Lower revenues and lower-than-expected salaries give Wall Street a breather

Lower revenues and lower-than-expected salaries give Wall Street a breather
The major indexes on Wall Street ended up higher and reversed the trend at the beginning of the session, even after they had fallen. Knowledge Employment numbers in the United States.

In September, 336,000 jobs were created, a figure that nearly doubles market expectations of 170,000, according to Reuters. The unemployment rate remained unchanged at 3.8%.


The high strength of the labor market has renewed concerns that the Federal Reserve’s benchmark interest rates may remain in restricted territory for longer than expected.After the release of this data, US debt yields worsened, but ended up falling at the end of the session, allowing for a rally in the stock market. Other traders say the shift in trend was due to payroll data – which rose less than expected in August.

The Standard & Poor’s 500 index rose 1.18% to 4,308.50 points, the Dow Jones Industrial Average increased 0.87% to 33,407.58 points, and the Nasdaq technology index added 1.6% to 13,431.34 points.

“It’s a ‘Goldilocks’ scenario — which states that something should fall within reasonable margins, rather than reaching extremes —,” analyst Tim Gresky of Ingalls & Snyder explained to Reuters.

“We’ve raised interest rates, inflation is coming down and the economy is booming. It’s the best ever, as long as inflation keeps falling. And that’s the risk – if inflation doesn’t actually keep falling.” He pointed out.

Among the market movements, Tesla shares ended up 0.18%, after it announced that it would reduce the prices of the Model 3 and Y in the United States.

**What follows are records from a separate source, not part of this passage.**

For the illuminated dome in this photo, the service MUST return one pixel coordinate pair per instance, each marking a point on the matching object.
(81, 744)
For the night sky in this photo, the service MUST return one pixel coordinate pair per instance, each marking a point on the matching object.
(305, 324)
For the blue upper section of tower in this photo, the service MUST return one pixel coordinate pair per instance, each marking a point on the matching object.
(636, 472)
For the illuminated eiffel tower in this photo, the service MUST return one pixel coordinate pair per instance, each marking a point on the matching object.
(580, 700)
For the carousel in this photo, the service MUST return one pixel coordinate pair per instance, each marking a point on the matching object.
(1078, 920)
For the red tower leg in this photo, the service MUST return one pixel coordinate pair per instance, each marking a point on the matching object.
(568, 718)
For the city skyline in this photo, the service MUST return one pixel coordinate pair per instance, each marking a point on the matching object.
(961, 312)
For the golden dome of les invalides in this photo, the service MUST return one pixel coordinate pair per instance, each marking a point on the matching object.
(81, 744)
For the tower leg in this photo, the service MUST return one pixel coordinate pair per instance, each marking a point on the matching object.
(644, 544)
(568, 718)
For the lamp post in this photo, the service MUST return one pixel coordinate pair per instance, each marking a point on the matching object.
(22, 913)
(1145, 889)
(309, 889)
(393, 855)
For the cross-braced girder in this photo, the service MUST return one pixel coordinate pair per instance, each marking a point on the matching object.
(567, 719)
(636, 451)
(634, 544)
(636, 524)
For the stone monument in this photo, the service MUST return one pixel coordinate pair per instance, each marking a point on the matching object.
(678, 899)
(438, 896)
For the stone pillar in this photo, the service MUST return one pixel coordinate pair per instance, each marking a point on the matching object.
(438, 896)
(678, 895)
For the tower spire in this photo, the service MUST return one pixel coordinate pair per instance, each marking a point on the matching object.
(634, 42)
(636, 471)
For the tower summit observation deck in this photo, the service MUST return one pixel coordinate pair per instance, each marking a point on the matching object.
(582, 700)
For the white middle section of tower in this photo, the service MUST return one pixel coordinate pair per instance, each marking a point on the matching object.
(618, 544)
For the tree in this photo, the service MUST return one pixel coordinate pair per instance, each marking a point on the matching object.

See also  This typical autumn food greatly enhances digestion

Exxon Mobil shares fell 1.67%, after it was reported that the giant oil company was in the process of conducting a… buying Pioneer Natural Resources (PNR), in what would be its largest acquisition since the turn of the century. The interest rate, in turn, rose by 10.45%.

General Motors (1.95%) and Ford (3.22%) were also among the gainers, after the United Auto Workers (UAW) union said it would not hold any more strikes next week, given progress in salary negotiations with the companies.

By Andrea Hargraves

"Wannabe internet buff. Future teen idol. Hardcore zombie guru. Gamer. Avid creator. Entrepreneur. Bacon ninja."